This letter was edited for space.
Though David Avrick does an admirable job of pointing out problems and potential solutions from the list manager and list owner viewpoint, he has only scratched the surface (“Deal Making Chokes the List Business,” Nov. 4). I agree that the list business is at a crossroads. However, the fundamental models must change for list brokers, managers, owners and mailers to have a viable industry in which value is added with every participant and vendor in the chain.
As my firm is in the list brokerage business, I wish to address some of the issues that list brokers face. First, conflict of interest. List brokers are compensated in the form of a commission from the list owner, not the broker’s client (the mailer). The better job we do as brokers in negotiating pricing, nets and discounts on selects, the less we are compensated. This has led to terrible behaviors on behalf of the list brokerage community. To attain a gross margin percent that can sustain a viable business, brokers often negotiate discounts and pass on only part of this (or none of this) to the mailer. Brokers negotiate lower pricing in several forms, and the result is that the mailer never realizes the full benefit. Some list brokerage firms compensate brokers based on the gross margins that they can attain.
We are in direct conflict with the clients for which we are trying so desperately to do a good job. The fundamental role of the list broker is to maximize the mutual benefit of the relationship between mailer and list owner. The broker bears a responsibility to both the mailer and the list owner regarding efficiencies, cost-effectiveness and long-term value potential for the lists that they include in clients’ mail plans.
Commission paid to brokers by list owners is essential compensation for services rendered to the supply side of the transaction. List owners rely on professional brokers to create and manage long-term customer relationships with mailers. The commission paid needs to be recognized as fair and just compensation to brokers for packaging and delivering the appropriate segments of the list owner’s files to the mailer.
The best list brokers recognize that quality of their efforts is manifest in their marketing vision, their ability to convey the mailer’s goals to list owners, their ability to negotiate mutually favorable terms and their ability to maintain access to the best list sources and segments for their clients. Mailers rely on brokers to deliver highly responsive prospects just as list owners expect brokers to package their very best prospect sources for delivery to the mailers.
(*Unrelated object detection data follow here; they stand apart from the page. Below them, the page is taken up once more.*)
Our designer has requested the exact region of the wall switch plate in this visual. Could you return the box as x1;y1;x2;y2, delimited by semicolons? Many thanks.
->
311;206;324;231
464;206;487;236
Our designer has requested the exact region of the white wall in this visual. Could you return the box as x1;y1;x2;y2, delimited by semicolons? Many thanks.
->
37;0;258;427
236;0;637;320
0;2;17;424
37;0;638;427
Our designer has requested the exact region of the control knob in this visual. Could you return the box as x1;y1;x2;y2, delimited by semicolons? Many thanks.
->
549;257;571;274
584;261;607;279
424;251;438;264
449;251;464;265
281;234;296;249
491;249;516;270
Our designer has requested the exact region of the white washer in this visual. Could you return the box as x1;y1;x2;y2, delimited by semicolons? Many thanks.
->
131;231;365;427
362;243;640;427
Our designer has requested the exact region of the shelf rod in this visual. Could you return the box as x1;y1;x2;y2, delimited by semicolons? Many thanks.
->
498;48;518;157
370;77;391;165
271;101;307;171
A possible solution is that the list brokers are paid a fee for the list purchase and an additional fee as a percentage of any discount that they negotiate. As an example, if a broker can reduce the mailer’s costs 10 percent while maintaining or elevating quality, perhaps the broker should be compensated at a rate equal to 20 percent of the cost savings. This places the list broker and the mailer on the same side of the table and recognizes the value of the broker’s effort on behalf of the mailer while maintaining transparency.
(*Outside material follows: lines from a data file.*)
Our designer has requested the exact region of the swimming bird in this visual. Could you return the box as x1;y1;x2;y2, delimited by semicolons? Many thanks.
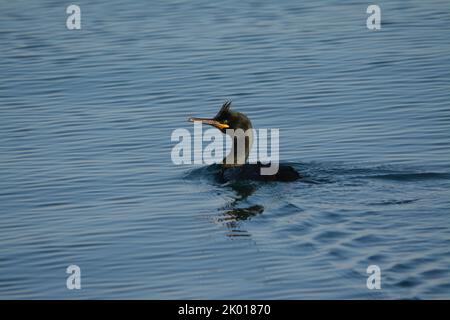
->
188;101;300;181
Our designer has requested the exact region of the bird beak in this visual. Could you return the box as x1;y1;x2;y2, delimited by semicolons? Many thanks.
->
188;118;230;130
Second, the payment issues. List brokers are expected to receive payment on a transactional basis. If the list purchase is made, the broker gets paid. As brokers, we do an inordinate amount of work on the front end of a campaign and produce a work product that requires specific expertise, specialized systems and hours of manpower.
Brokers and their mailer clients need to recognize the cost and value of the products produced and establish a basis for compensation in the event of cancellation or delay. If the campaign is eventually placed and the media purchased, brokers will deduct previously paid fees from the final campaign invoice. I do not advocate getting paid twice. I advocate getting paid once rather than not at all.
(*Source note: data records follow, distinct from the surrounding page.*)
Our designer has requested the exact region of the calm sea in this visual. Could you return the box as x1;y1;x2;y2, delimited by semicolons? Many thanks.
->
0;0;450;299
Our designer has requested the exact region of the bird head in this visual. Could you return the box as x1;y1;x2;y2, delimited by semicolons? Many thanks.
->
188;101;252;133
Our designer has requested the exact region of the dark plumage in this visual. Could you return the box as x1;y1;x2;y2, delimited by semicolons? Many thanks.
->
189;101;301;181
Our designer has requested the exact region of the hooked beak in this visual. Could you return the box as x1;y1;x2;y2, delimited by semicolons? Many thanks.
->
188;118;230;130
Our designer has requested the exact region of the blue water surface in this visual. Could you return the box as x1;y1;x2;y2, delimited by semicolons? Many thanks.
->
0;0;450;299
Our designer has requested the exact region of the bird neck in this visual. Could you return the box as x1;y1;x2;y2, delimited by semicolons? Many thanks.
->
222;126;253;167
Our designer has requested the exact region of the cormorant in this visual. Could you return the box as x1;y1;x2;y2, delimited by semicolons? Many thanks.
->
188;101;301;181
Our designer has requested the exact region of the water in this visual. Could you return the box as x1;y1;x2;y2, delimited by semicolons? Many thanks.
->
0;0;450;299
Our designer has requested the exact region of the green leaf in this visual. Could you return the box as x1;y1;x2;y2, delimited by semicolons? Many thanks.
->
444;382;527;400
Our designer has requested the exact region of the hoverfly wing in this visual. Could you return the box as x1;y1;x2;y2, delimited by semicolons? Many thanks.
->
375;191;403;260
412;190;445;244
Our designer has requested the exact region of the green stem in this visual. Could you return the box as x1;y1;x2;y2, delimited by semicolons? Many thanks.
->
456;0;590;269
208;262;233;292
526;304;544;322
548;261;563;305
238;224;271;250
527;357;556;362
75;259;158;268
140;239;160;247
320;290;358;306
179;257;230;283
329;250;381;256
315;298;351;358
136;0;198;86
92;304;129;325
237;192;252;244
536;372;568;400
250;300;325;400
Third, payment timing. List brokers have inherited a failed model of accounts receivable. The accepted model is that brokers are paid 30, 45 or 60 days from the mail date, when in many cases the list recommendation and the list plan are finalized two to three months before the mail date. Let’s consider paying list brokers when their deliverables are completed. Let’s consider having the AR trigger 30 days from the time when the list recommendation is delivered or finalized, or at a minimum 30 days from the time the lists are ordered.
Another possibility might be that the list broker is paid 20 percent of the media buy at the times mentioned above with the following 80 percent collected on behalf of the list owner at the time of the mailing.
As Mr. Avrick mentioned, negotiating deals has become a “blood sport” as many brokers compete for business with better pricing being the lead benefit of their services. If list brokers continue this ridiculous commoditization of their services rather than forging fundamental change in the way our industry is run, the blood on the floor will be our own.
Larry Weissman, President, chief operating officer, Direct Response Marketing Labs Inc.